State and deployment runs

CICD keeps share state in the deployment state file so it knows what access was applied last time. On the next run it grants new access and revokes access that is no longer in your definition, so the platform stays aligned with your JSON. If nothing changed, no extra sharing work is done. If you remove Share from a resource on an update, CICD revokes the access it had previously applied for that resource.

Supported resource types

Sharing is enabled only for resource types that expose the share API in Amorphic. Supported types include, among others: Dataset, Domain, Job, Dashboard, KnowledgeBase, Guardrail, Agent, Project, Datalab, Datasource, and Tag. If sharing is configured for a type that does not support it, the deployment fails rather than silently skipping sharing.

Limitations

  • Several JSON files in one folder: Each key is a logical resource ID and maps to one whole Share object.
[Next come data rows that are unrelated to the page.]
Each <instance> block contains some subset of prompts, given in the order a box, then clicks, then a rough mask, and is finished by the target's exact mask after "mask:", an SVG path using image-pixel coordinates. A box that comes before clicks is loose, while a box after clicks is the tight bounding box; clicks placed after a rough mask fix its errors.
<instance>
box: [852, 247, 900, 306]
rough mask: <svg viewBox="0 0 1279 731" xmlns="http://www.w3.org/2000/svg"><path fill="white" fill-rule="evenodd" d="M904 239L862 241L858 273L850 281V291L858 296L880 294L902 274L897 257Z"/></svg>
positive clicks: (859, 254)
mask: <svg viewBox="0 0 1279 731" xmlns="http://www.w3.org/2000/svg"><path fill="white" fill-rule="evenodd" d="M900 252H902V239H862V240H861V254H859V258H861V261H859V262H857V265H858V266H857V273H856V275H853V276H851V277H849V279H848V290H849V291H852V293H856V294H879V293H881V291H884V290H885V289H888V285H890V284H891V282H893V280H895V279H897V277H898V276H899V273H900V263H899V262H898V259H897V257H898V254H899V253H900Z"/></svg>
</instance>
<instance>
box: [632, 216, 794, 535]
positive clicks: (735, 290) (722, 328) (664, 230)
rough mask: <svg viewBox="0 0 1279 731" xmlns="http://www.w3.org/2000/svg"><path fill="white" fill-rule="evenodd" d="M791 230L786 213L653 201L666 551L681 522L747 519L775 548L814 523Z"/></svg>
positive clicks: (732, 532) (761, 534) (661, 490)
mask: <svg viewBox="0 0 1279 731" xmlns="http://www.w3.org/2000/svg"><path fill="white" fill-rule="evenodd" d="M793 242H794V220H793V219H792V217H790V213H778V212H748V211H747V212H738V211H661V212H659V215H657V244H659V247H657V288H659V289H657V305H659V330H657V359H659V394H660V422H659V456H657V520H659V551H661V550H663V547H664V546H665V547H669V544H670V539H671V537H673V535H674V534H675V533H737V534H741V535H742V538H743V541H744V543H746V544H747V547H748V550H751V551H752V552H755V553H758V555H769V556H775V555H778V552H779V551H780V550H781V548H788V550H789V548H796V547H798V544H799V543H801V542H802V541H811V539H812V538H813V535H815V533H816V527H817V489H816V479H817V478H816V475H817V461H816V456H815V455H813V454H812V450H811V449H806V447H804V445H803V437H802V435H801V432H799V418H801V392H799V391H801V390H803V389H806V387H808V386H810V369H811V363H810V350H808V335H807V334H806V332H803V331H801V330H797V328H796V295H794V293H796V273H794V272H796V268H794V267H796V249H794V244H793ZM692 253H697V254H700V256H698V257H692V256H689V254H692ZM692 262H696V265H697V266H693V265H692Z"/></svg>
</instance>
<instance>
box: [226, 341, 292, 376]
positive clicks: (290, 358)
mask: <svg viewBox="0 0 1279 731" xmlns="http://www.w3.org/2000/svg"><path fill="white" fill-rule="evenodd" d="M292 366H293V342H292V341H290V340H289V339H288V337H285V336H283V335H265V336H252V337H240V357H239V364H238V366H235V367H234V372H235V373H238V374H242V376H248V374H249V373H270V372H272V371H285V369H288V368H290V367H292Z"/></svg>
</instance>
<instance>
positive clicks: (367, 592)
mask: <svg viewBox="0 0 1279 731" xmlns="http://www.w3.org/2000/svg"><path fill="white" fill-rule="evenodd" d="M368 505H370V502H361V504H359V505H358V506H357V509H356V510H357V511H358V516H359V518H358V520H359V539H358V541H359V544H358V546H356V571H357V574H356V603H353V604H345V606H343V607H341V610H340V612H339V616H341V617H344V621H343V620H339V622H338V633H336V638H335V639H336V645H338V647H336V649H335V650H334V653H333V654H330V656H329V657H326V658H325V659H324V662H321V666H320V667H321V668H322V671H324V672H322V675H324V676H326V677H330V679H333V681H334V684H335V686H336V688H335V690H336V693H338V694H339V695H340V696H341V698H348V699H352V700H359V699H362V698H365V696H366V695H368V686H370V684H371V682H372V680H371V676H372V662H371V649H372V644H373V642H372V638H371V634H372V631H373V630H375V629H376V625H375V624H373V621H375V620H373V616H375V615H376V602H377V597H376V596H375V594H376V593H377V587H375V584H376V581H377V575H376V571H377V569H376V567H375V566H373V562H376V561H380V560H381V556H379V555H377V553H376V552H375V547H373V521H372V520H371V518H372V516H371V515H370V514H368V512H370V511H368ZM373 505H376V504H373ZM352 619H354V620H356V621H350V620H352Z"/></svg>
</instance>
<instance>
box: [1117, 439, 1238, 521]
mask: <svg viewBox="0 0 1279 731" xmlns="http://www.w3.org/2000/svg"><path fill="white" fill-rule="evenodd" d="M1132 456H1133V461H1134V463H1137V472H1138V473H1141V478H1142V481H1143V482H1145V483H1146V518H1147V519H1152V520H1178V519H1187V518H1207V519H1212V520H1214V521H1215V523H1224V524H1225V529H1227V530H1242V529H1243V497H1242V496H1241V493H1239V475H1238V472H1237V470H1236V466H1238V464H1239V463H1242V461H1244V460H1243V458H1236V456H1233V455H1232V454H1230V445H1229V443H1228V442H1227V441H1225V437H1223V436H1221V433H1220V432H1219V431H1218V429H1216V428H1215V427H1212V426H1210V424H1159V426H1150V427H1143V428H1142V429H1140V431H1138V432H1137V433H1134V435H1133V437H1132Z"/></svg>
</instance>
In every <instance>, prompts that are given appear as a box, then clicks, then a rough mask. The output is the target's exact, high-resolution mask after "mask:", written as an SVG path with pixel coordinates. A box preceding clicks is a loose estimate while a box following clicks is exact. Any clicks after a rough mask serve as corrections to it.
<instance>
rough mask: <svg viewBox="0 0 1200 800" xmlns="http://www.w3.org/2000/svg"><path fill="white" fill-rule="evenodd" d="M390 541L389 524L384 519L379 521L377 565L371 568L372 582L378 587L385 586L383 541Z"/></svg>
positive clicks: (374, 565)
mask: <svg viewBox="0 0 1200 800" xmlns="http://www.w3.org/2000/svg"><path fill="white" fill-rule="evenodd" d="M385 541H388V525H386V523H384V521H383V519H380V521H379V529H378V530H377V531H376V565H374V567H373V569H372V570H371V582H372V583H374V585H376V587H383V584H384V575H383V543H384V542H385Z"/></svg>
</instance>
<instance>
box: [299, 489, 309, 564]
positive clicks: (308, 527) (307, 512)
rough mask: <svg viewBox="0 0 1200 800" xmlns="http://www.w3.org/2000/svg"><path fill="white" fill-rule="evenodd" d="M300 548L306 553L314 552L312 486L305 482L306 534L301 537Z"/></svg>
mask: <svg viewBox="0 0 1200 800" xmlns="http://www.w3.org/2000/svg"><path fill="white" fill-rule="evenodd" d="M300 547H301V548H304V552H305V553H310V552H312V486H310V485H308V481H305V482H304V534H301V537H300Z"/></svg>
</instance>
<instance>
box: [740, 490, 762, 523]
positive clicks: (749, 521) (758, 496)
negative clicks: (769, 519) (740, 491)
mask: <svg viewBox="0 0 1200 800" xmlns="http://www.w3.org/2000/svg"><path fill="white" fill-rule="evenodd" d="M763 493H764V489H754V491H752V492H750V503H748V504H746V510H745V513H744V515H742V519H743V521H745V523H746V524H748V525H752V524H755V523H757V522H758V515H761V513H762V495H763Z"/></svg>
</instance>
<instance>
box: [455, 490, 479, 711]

If the same ID appears in more than one file, the last-loaded file wins for that resource—CICD does not merge owner from one file with editor from another.
  • Inline Share vs access-management: If the resource JSON already has Share, access-management is not applied for that resource. There is no mixing of the two sources for the same resource.

Operational notes

  • Declarative and version-controlled — Access rules live in JSON alongside infrastructure definitions.
  • Centralized defaults — Use access-management files for org-wide patterns; override per resource with an explicit Share when needed.
  • Unknown resource IDs in access-management files fail the run—every key must match a resource in that deployment.

For release-level notes on sharing capabilities, see Release notes.